Kein Platz für Braunbären
Die Suche nach einem neuen Zuhause hat bereits begonnen, aber «einen Platz zu finden, ist keine einfache Aufgabe», so Schildger.
Der Schweizer Peter Dollinger, Geschäftsführer des Verbands deutscher Zoodirektoren: «Braunbären sind sehr schwer unterzubringen. Der Markt ist gesättigt. Dazu sind es noch zwei Männchen und sie müssen als Erwachsene getrennt voneinander untergebracht werden.» Vorsichtig fügt er hinzu: «Es nimmt mich wunder, was sie in Bern mit den Jungbären machen.»
Schildger verspricht «das volle Programm», um das Leben der Bärchen zu retten: «Ich werde sämtliche Zoos, Tier- und Bärenparks der Welt persönlich anschreiben und mit allen Mitteln versuchen, die beiden zu platzieren
Hoffnungslos?
Für Frank Albrecht (41), Zoo-Experte der Tierschutz-Organisation Peta, ist das vergebliche Liebesmüh: «Ich bin sicher, dass sie in Bern schon die Tötung der Bären planen. Weltweit ist es praktisch unmöglich, einen Platz für Braunbären zu finden. Die Zoos sind voll davon.»

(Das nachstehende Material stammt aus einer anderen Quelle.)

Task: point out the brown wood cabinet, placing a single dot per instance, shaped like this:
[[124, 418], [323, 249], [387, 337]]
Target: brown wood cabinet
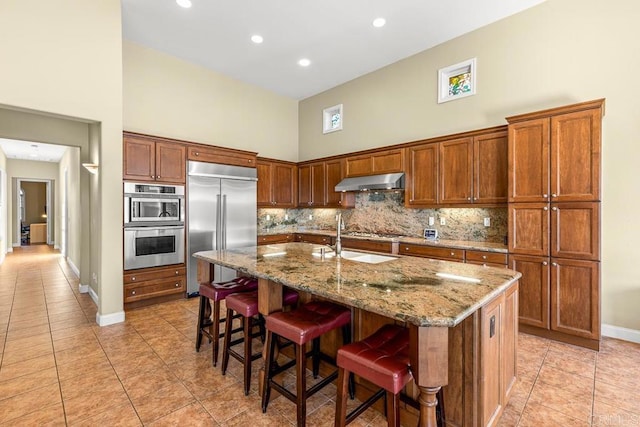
[[554, 220], [277, 183], [466, 168], [317, 182], [148, 159], [544, 149], [377, 162], [151, 285], [225, 156], [456, 171]]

Braunbären gelten nicht als bedrohte Tierart. Selbst in der freien Wildbahn nimmt ihr Bestand wieder zu. Erst vor wenigen Wochen ist ein Braunbär ins Unterengadin eingewandert.
Überzählige Zootiere werden laut Tierschützer Albrecht an Zirkusse oder dubiose Tierhändler verkauft – oder eben eingeschläfert.
«Die Situation ist bekannt. Doch die Zoodirektoren züchten trotzdem weiter Jungtiere, damit die Kasse klingelt», sagt der Tierschützer Albrecht. «Zoos missbrauchen die Tiere, um Besucher anzulocken.»
Bärenbabys sind lukrativ
Keine Frage, die Bärenbabys sind Publikumsmagnet. Seit der Eröffnung der neuen Bärenanlage im Oktober bestaunten schon mehr als eine Million Besucher den drolligen Nachwuchs von Björk und Finn.
Der Eintritt in den Bärenpark ist kostenlos, aber der «Jöh»-Effekt von Tassen, Bilderbüchern und Postkarten mit den süssen Bärchen spielt hohe Summmen ein. Geld, das der Bärenpark gut gebrauchen kann. Die neue Anlage kostete doppelt so viel wie geplant: 21 Millionen Franken.
«Urs und Berna haben sich weltweit als Marke etabliert», so Direktor Schildger. Den Vorwurf, er habe die Jungbären fahrlässig und nur aus kommerziellen Gründen gezüchtet, weist er von sich: «Es ist wichtig für die Lebensqualität der Alttiere, dass sie Junge bekommen können.»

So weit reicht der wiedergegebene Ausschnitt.